FIFA will meet in Zurich on Wednesday to discuss the billion dollars it was hoping to make from marketing company ISMM and its subsidiary ISL until they went bankrupt last week.
The company is fighting the liquidation procedure but FIFA wants to draw up a contingency plan of action regardless of the outcome.
ISMM and ISL held the marketing rights to the 2002 and 2006 World Cups as well as the non-European rights to screen those events. But shortly after encountering cash-flow difficulties, FIFA itself announced the company was being put into liquidation.
ISL's 2002 World Cup TV deal, like Leo Kirch's who owns the European rights, was to have given FIFA $382 million and the 2006 deal was around 10 per cent higher.

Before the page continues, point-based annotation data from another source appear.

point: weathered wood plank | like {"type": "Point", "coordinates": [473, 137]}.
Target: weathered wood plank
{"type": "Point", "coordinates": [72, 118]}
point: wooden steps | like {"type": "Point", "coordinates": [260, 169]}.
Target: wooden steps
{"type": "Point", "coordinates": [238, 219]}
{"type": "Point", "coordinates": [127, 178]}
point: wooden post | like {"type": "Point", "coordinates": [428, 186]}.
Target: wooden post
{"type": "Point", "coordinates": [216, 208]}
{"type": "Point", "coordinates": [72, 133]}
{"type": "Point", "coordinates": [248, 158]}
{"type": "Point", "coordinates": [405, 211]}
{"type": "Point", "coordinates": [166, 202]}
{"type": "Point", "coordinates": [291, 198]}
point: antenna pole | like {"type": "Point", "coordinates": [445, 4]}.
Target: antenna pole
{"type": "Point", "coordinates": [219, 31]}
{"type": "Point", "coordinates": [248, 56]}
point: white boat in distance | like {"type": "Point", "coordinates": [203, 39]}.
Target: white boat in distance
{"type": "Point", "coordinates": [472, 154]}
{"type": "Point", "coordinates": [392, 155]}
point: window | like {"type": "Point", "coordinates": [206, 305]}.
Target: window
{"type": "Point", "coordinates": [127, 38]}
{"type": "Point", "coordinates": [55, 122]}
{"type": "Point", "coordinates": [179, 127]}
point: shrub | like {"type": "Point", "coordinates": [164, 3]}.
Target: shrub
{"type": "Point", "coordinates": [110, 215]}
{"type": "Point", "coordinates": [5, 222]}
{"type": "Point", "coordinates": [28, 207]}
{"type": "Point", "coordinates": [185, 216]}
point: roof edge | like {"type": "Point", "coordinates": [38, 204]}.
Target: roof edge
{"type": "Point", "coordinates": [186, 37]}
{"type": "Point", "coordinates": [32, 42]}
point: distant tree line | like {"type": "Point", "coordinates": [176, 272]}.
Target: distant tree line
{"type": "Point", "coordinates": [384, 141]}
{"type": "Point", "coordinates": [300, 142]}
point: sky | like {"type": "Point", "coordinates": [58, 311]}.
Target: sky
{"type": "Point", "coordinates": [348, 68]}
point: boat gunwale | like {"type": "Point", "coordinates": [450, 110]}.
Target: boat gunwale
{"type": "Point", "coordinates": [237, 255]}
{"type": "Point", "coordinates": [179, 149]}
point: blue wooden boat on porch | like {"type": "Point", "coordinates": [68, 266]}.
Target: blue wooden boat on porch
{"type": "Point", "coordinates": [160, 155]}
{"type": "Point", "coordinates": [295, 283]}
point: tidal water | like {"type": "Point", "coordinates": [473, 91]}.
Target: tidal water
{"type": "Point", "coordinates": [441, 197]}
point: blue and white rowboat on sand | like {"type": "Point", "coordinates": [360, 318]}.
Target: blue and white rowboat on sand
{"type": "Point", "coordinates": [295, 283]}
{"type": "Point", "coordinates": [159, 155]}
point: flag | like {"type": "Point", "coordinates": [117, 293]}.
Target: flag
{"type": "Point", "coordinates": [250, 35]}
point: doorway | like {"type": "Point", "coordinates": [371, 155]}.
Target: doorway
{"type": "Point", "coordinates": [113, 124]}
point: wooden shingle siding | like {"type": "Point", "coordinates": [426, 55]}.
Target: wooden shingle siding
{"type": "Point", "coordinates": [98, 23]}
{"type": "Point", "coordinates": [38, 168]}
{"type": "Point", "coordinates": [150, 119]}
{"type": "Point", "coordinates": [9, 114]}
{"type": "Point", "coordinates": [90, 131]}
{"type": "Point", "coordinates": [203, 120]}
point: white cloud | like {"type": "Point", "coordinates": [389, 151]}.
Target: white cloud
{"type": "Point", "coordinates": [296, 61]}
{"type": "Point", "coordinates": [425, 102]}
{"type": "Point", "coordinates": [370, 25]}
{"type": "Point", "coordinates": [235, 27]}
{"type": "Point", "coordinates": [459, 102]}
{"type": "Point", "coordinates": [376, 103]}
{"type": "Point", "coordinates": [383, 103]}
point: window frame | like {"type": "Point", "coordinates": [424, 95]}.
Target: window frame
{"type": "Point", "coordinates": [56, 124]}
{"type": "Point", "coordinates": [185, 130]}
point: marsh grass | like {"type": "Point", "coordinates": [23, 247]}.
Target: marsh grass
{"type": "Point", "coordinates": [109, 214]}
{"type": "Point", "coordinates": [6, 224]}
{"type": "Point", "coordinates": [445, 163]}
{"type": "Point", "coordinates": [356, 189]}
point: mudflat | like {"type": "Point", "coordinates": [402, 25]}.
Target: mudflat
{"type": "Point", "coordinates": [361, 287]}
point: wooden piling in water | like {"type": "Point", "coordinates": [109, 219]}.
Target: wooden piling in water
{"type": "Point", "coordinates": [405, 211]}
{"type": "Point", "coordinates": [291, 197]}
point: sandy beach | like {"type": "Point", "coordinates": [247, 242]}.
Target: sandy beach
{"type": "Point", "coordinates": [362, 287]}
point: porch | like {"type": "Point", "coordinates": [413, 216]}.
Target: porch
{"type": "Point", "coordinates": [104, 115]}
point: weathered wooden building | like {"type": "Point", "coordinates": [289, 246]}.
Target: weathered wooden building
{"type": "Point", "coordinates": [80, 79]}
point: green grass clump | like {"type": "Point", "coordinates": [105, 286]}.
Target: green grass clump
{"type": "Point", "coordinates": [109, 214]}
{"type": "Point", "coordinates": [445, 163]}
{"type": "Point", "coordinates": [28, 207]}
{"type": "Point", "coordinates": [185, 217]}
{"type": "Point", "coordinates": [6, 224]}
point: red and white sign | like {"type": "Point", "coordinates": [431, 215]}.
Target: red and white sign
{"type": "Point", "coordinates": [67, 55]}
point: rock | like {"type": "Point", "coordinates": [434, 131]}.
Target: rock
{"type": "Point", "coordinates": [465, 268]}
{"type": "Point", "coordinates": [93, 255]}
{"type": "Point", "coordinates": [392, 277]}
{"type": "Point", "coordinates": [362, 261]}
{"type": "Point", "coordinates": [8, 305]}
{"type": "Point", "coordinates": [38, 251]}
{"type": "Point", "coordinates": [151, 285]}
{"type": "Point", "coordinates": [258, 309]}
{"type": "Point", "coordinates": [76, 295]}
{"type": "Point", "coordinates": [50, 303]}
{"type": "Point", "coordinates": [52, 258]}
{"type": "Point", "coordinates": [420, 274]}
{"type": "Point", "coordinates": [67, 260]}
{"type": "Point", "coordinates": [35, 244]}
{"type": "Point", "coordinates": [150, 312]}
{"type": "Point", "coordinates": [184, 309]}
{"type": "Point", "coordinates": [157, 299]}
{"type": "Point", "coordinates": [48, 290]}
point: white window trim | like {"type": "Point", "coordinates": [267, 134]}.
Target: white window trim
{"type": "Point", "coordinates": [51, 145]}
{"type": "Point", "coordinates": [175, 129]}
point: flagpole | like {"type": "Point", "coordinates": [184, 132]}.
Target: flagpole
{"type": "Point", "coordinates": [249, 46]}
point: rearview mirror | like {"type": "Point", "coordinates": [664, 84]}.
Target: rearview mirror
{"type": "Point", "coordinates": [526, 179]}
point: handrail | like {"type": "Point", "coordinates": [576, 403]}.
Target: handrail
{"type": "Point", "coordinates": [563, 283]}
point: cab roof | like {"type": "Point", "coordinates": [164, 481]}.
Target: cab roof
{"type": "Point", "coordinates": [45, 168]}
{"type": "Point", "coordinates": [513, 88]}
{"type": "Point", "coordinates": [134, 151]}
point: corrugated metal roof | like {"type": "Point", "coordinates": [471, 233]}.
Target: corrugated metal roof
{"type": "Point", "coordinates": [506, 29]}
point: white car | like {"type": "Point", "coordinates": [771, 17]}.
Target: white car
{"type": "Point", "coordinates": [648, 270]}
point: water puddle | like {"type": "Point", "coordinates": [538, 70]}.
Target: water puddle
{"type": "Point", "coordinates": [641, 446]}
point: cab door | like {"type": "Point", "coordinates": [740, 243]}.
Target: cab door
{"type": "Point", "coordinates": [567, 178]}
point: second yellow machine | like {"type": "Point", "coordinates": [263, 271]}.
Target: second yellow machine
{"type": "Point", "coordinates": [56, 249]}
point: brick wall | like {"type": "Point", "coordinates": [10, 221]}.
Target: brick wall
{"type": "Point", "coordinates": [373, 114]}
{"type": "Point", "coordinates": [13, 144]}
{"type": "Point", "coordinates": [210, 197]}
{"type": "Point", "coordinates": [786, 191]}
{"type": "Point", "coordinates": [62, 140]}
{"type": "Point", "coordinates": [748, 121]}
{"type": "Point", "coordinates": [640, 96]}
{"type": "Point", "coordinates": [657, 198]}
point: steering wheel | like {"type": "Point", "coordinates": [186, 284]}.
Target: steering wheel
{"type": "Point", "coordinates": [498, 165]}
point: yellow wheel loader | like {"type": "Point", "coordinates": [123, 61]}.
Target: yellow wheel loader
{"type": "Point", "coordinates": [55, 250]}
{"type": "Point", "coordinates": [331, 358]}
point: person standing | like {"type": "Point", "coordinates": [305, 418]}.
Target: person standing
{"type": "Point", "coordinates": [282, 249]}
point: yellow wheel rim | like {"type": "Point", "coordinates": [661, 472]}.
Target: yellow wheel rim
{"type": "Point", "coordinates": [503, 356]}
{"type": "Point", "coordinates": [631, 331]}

ISL's 2006 marketing deal on its own was worth $235 million too.
Though FIFA has been forced to borrow $180 million from the Credit Suisse First Boston bank to cover an initial ISL payment short-fall, it has already made assurances that the Korea-Japan 2002 World Cup is in no danger.
ISL also had a $500-million 15-year deal with Brazilian football club Flamengo, a six-year deal to screen Chinese football, a $1.2 billion 10-year deal to screen tennis' nine top tournaments and a deal with United States CART racing.
Low returns on its CART and Chinese and Brazilian football investments reportedly hamstrung the company.
Also at the meeting FIFA will discuss the events at Ellis park Johannesburg where 43 people were crushed to death at a South African football match on April 11th.